A woman recalls her childhood in a tony Boston suburb in ways that closely resemble Kaysen’s real life (The Camera My Mother Gave Me, 2001, etc.).
Susanna, the narrator of this elegantly written but curious novel, is a precocious girl who has intelligence to spare but a strong dislike for rules. As the novel opens in 1955, she’s a second-grader who resents being uprooted from her American home to England, where her Harvard-educated economist father teaches for a spell, and Italy, where she receives an early education in both art and her mother’s demanding expectations.

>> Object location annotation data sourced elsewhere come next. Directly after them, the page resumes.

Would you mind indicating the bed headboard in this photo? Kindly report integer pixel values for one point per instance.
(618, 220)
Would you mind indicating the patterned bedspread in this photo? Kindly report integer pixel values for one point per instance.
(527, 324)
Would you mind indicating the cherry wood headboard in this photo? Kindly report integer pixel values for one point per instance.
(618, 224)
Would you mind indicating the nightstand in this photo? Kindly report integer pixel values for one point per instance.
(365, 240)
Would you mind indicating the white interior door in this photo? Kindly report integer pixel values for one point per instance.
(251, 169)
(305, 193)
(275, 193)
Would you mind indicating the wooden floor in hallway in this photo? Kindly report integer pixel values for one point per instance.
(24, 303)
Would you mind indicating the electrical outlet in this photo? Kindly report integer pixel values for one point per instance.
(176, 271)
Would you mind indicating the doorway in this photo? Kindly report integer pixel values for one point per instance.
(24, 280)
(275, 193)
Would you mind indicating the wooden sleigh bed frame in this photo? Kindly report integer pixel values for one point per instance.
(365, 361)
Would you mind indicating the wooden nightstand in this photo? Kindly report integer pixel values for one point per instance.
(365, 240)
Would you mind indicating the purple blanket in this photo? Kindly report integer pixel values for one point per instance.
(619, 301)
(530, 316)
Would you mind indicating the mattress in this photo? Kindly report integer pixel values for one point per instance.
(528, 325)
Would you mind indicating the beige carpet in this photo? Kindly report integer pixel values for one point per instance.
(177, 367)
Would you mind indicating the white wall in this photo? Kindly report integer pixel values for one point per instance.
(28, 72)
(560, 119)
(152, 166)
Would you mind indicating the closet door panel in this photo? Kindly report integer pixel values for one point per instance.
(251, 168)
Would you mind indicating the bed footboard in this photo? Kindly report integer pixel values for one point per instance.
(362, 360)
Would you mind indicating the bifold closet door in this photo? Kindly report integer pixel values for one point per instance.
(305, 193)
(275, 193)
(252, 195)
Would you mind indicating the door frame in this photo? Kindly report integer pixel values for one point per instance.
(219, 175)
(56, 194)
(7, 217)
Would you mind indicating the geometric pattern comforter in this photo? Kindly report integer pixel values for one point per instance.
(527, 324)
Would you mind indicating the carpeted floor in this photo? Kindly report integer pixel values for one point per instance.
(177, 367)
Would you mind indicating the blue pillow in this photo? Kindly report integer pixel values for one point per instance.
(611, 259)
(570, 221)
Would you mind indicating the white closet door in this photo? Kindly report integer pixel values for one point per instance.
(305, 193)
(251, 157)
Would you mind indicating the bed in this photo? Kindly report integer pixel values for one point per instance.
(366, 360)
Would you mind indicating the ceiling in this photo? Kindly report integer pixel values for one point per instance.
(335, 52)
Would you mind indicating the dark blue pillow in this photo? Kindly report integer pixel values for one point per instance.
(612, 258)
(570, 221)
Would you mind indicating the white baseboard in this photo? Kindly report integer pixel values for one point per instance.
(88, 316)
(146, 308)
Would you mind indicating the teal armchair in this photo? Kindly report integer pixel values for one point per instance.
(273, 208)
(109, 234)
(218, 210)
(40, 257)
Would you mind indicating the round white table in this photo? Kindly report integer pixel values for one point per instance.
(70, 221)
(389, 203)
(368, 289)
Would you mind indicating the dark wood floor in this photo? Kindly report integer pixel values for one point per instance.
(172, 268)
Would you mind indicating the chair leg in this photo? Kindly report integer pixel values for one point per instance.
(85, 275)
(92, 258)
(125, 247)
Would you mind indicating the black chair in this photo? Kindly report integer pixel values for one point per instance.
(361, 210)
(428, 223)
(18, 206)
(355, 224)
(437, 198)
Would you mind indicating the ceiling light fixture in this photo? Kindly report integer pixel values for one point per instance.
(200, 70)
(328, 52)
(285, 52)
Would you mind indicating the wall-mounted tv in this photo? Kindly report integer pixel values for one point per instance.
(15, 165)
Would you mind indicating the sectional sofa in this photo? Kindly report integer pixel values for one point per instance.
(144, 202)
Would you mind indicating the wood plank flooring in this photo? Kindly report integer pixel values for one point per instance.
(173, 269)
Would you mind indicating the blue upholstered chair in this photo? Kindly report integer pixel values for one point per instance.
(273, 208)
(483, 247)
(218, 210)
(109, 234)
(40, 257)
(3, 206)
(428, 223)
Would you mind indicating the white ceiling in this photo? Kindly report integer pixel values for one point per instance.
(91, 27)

Back home the following year, Susanna halfheartedly pursues music under the tutelage of a young conductor who’s enamored of the family’s nanny; Kaysen describes Susanna’s modest musical revelations and family dinner parties with a winning sense of how children process the intriguing and baffling world of grown-ups. The book follows Susanna through the late 1950s as her relationship with her mother undergoes some modest strain, the nanny-conductor relationship ends, and the family spends a drowsy summer in Greece. This is all wryly, gently told, but it also feels dramatically thin, more like a snapshot than a work of fiction with a definable arc. (The biggest late-stage tension in the book is the arrival of Susanna’s first period.) The parallels between the narrator’s and author’s lives are unavoidable; both grew up in Cambridge, for instance, and both have an economist father who spent time in London and Greece and later worked at the White House. Is this lightly fictionalized memoir from a best-selling memoirist or fiction with touches of memoir? Though her prose is luxurious and well-turned, the book’s anecdotal, relatively shapeless form diminishes its impact.
A belletristic vision of tweendom, earnest but inchoate.